VectorFlow
Reference

Agent Reference

The VectorFlow agent is a lightweight Go binary that runs on each node where you want to execute Vector pipelines. It has zero external dependencies -- a single binary is all you need. The agent communicates with the VectorFlow server to receive pipeline configurations, report status and metrics, and apply updates.

See also: Agent Architecture — internal component map, port allocation, and concurrency model. Agent Troubleshooting — step-by-step fixes for the most common operational issues.

Overview

  • Single binary: No runtime dependencies, no package managers. Download and run.
  • Zero config files: All configuration is via environment variables.
  • Process-per-pipeline: Each deployed pipeline runs as a separate Vector child process, providing isolation and independent lifecycle management.
  • Stateless: The agent stores only its node token on disk.
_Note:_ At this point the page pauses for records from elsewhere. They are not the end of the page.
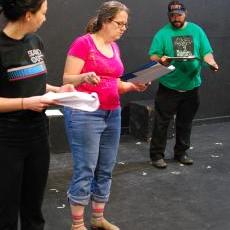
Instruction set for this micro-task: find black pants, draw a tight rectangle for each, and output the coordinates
[0,115,49,230]
[150,84,200,160]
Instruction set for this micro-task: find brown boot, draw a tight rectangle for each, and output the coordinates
[91,217,120,230]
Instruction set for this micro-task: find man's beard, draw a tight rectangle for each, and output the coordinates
[171,21,185,29]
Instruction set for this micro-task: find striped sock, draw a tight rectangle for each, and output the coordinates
[72,214,85,230]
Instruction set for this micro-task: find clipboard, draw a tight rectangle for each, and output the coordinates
[121,61,175,84]
[167,56,196,61]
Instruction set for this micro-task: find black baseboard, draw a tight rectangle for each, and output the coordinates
[47,108,230,154]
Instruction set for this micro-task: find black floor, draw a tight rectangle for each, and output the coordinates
[44,123,230,230]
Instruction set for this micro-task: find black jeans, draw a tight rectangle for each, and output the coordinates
[150,84,200,160]
[0,115,50,230]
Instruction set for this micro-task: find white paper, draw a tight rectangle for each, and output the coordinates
[43,91,100,112]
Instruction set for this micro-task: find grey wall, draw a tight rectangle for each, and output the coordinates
[2,0,230,118]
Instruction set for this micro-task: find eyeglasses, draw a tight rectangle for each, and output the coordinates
[111,20,128,29]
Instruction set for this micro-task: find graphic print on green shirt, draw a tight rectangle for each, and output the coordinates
[149,22,213,90]
[172,36,194,57]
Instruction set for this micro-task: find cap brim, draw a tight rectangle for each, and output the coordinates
[169,10,185,14]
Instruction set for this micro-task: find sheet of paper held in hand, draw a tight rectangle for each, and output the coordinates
[122,61,175,84]
[43,91,100,112]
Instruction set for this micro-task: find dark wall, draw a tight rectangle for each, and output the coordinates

All pipeline configuration comes from the server on every poll.

Lifecycle

The agent follows a predictable lifecycle from first startup to steady-state operation:

┌──────────┐    ┌──────────┐    ┌──────────────┐    ┌────────────┐
│  Start   │───▶│  Enroll  │───▶│  Poll + Run  │───▶│  Heartbeat │
│          │    │          │    │              │    │            │
│ Load env │    │ Send     │    │ Fetch config │    │ Report     │
│ vars,    │    │ hostname │    │ Start/stop   │    │ pipeline   │
│ detect   │    │ + token  │    │ pipelines    │    │ status,    │
│ Vector   │    │ to server│    │              │    │ metrics,   │
└──────────┘    └──────────┘    └──────────────┘    │ logs       │
                     │                  ▲            └─────┬──────┘
                     │                  │                  │
                     │                  └──────────────────┘
                     │                     (every poll interval)

               ┌─────▼──────┐
               │ Save node  │
               │ token to   │
               │ disk       │
               └────────────┘

Enrollment

On first startup, the agent enrolls with the server using the enrollment token (VF_TOKEN). The server responds with a node token -- a unique credential for this specific agent instance. The node token is saved to <VF_DATA_DIR>/node-token and reused on subsequent starts. After enrollment, the VF_TOKEN is no longer needed.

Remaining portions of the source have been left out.